I never got to say sorry. You were a great rival, and all of the Prosecutors respected you. Maybe someday a Spirit Medium will channel you, and I'll be able to apologize properly.

But until then, this is Prosecutor Miles Edgeworth, saying that I am sorry.

And after that, written in Mia's neat, bubbly handwriting:

Prosecutor Edgeworth suggested that I write something as well. It took a while for me to decide… a few months, actually. But I want you to know that I miss you, and that I tried as hard as I could to channel you. I'll never stop trying until it works.

Love always,

Your Kitten, Mia Fey.

I carefully set the mug down and take a few deep breathes. So Edgeworth really did care. And Mia… I wish I could've told her. How could she not know?! How did Edgeworth not notice that I was alive?! After all, he's the one who notices everything! That's when I replay the words in my head, realizing exactly what Mia said.

"Prosecutor Edgeworth suggested it…" So he helped her. And here I am, blaming him for not noticing something that even a professional coroner couldn't see. Before I know it I'm walking down the hall and up to the secretary's desk in the main room of the offices.

"Excuse me."

"Yes?"

"I was wondering... do you know how I could reach Prosecutor Edgeworth?"

"Why…?" She looks suspicious, and I smile at her, trying to remember how I used to do it when I was younger.

"I was hoping he could give me some information on that man I'm going up against today." Hopefully she can't tell that I'm lying. Or perhaps it isn't a lie… Mia and Trite are connected, and Edgeworth is as obsessed with beating him as I am.

"Oh, don't you know? Prosecutor Edgeworth has only beaten Mr. Wright once… and he never talks about it."

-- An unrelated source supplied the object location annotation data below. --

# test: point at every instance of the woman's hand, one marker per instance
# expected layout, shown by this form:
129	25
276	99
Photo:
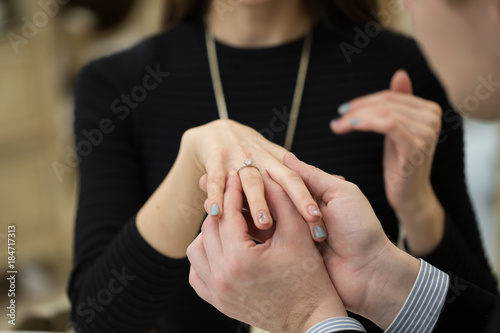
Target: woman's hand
281	285
411	126
222	145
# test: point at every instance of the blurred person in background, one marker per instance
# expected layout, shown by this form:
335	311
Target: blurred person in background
146	130
461	40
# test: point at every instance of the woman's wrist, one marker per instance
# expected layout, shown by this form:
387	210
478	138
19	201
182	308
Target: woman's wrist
171	218
423	220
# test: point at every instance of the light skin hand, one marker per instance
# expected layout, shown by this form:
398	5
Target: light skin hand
411	126
371	275
281	285
221	146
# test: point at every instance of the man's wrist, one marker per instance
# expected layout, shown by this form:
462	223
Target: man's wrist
330	308
423	223
390	286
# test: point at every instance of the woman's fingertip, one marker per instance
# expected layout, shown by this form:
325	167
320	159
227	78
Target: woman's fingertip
263	218
344	108
313	210
319	232
214	210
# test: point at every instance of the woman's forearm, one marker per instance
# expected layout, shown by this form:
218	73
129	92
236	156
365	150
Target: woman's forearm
424	222
171	218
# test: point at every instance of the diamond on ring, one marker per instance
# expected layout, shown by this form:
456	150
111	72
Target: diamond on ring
247	163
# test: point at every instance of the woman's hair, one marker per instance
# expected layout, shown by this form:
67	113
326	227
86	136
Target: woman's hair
338	15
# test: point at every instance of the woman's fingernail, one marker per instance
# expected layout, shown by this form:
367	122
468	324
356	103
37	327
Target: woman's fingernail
292	155
319	231
344	108
214	210
313	210
263	219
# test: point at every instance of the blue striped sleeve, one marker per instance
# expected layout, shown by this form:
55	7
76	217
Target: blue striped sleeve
424	303
337	324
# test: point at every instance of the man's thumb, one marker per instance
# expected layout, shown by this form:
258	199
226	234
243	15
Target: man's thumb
401	82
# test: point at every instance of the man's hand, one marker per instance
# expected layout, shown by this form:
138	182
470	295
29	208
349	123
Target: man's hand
281	285
372	276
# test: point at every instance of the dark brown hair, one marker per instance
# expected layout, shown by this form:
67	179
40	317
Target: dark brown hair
338	15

"What!? Are you sure we're talking about the same Edgeworth?"

"I believe so..."

"Well then... Thank you." I make my way back upstairs, shocked. How could he lose? It's impossible! He never lost to me, or to Mia, ever! After taking a few more sips of my coffee I begin to dig around the box, searching desperately for the piece of paper that Mia wrote a phone number on. It wasn't hers… but she never told me whose exactly it was. Only that it could come in handy someday.

"Yes!" I grab the phone and punch in the numbers, taking a deep breath as it rings.

"You've reached Prosecutor Miles Edgeworth. I'm probably in court right now, so don't call back unless it's important enough to call a recess for."

"At the tone, please record your message." Beeep.

"…" I sit there, staring out the window with the phone still in my hand. I can't tell him who I am. I can't ask him to call me back, because he'd want to know how I got his cell phone number instead of the number for his office phone. And I can't explain what happened on that day all those years ago… because I myself don't know. So instead I hang up, leaning against the wall of my office.

"Prosecutor Godot, you'll be late if you don't get going!"

"Just… just a moment, please."

"Of course." I slip off my mask and put my hands over my eyes, finally letting the tears escape. The only time a Lawyer can cry is when it's all over… And it may not be over for me. After all, I still have Trite to beat. But the one person who I have left to talk to… Isn't available to me anymore.

After court I come home and sit behind my desk, staring out at the window. I lost. Of course I lost. What was I THINKING? Mia herself taught him! There are a few new messages on my answering machine and I hit the button to play them, not really listening until it gets to the last one.

"This is Miles Edgeworth. I heard that you are a new Prosecutor, and that you have some questions about Wright. Not many people dare to mention him to me, and I'm amazed that you did. Please call me back."

I can't, of course. Not without answering some questions that I simply can't explain. But maybe… maybe someday I will. Once this is all over, and I don't have to keep my secret anymore. But until then… well, I still have to beat Trite, don't I?